REDUCTION IN CUSTOMS DUTY
(i) By virtue of amendment in First and Fifth
Schedule, reduction in customs duty has been proposed for the following items:



========================================================
Rate
========================================================
Items Old New
========================================================
Fowls of the species Gallus 11 3
domesticus (chicken)
Hatching eggs 11 3
Sheets of veneering 16 11
Pre-fabricated modular clean rooms 20 3
panels
Fabric (non-woven) for 16 5
pharmaceutical industry
Uncoated polyester film and 20 11
aluminum wire for manufacturers
of metalized yarn
Raw materials for manufacturers of 16 11
baby diapers namely Adhesives
based on polymers or rubbers and
Hot melt adhesives.
Raw materials for manufacturers of 20 16
baby diapers namely Pre-laminated
Tape, Frontal Tape, PE + NW
laminate sheet and Poly back sheet.
Coal-others 11 5
========================================================

(ii) Import of solar panels and related components were exempted from the condition of 'local manufacturing' till 30th June 2017 which is extended till 30th June, 2018.

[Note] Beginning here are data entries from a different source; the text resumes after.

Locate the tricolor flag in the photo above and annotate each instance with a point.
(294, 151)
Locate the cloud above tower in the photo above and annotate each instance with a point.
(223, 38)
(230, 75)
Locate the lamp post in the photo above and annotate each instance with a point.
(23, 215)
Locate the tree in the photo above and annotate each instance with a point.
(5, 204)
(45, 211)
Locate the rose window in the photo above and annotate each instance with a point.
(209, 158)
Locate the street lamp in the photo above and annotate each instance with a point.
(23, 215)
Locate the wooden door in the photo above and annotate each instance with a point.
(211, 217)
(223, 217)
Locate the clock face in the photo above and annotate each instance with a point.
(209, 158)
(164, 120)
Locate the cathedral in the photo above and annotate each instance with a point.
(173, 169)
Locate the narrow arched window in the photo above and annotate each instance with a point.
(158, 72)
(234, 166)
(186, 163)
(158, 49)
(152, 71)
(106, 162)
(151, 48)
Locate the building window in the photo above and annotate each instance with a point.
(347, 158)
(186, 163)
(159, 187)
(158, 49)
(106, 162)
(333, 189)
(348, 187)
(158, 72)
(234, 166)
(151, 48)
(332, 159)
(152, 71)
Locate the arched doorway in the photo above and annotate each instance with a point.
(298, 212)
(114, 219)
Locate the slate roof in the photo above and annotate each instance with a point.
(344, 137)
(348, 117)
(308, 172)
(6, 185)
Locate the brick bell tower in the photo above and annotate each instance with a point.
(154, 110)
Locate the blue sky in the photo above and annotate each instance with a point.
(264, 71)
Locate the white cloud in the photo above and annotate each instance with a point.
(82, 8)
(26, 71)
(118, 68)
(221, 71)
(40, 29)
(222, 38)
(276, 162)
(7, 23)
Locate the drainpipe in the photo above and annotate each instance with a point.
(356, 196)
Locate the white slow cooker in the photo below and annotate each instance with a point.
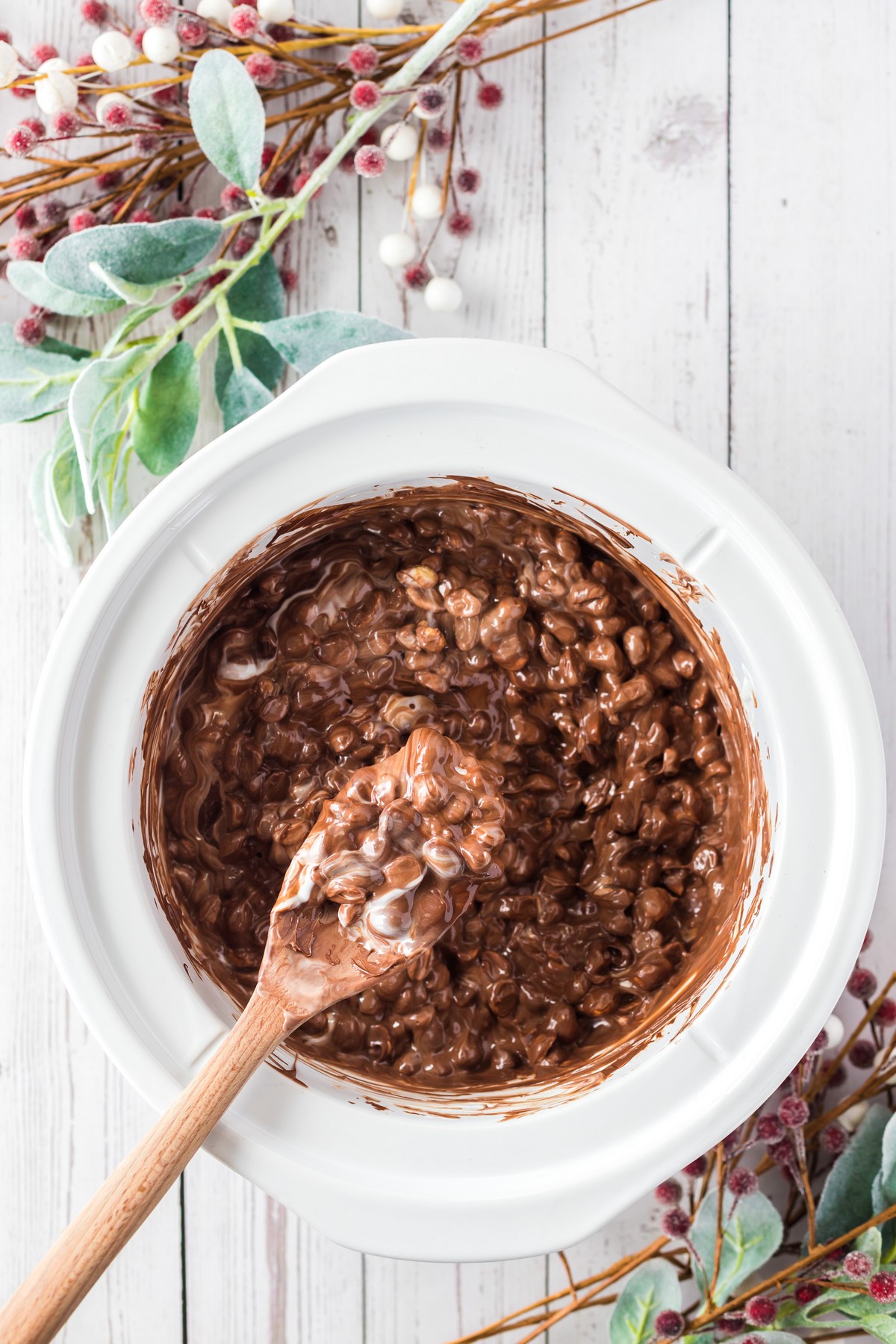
(467, 1183)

(iii) Concessionary rate of 11% available on Set top boxes, TV broadcast transmitter and Reception apparatus etc extended till 30.6.2018.
(iv) Surcharge in excess of 0.25% for cargo in-bonded at Karachi for upcountry Bonds exempted.
(v) Exemption extended on import / donation of specified items (presently allowed only to municipal authorities including development authorities), to Federal, Provincial, AJ&K, Gilgit-Baltistan Governments, NDMA, PDMA and Govt. emergency/ rescue services excluding contractors thereof.
(vi) Customs duty on import of Bituminous and other coal imported by coal based power projects having an implementation agreement with the Government of Pakistan is reduced to 3%.
INCREASE IN CUSTOMS DUTY
Customs duty is proposed to be increased in following cases:
• Aluminum beverage cans; from 11% to 20%
• Bituminous coal; from 3% to 5%
EXEMPTION FROM CUSTOMS DUTY
Exemption from customs duty is proposed on following items:
• Raw skins and hides
• Stamping foils
• Ostriches
• 5 years old combined harvesters threshers
• Cellular mobile phones (converted into Regulatory Duty)
• Certain telecom equipments
LEVY/INCREASE OF REGULATORY DUTY
Regulatory duty is proposed / increased as under:
-- 10% on import of harvesters-threshers five to ten years old
-- 20% on import of harvesters-threshers more than ten years old
-- 5% on synthetic filament yarn (of polyesters)
-- 10% on animal protein meals
-- From 5% to 15% on 565 non-essential items
-- Rs. 250 per set levied on mobile phones (In lieu of existing customs duty of Rs. 250 per set)
-- Certain telecom equipments at 9%
-- Levy on betel nuts increased from 10% to 25%
-- Rs 200/KG levied on betel leaves
REDUCTION IN REGULATORY DUTY Regulatory duty is proposed to be reduced as under:
(i) From 5% to 0% on Fowls of the species
Gallus domesticus (chicken)
(ii) From 10% to 5% on aluminum waste or scrap
Note: The notifications for amendments relating to Regulatory Duty and Additional Duty are yet to be issued. The above comments are based on 'Salient Features' issued with the Budget Documents.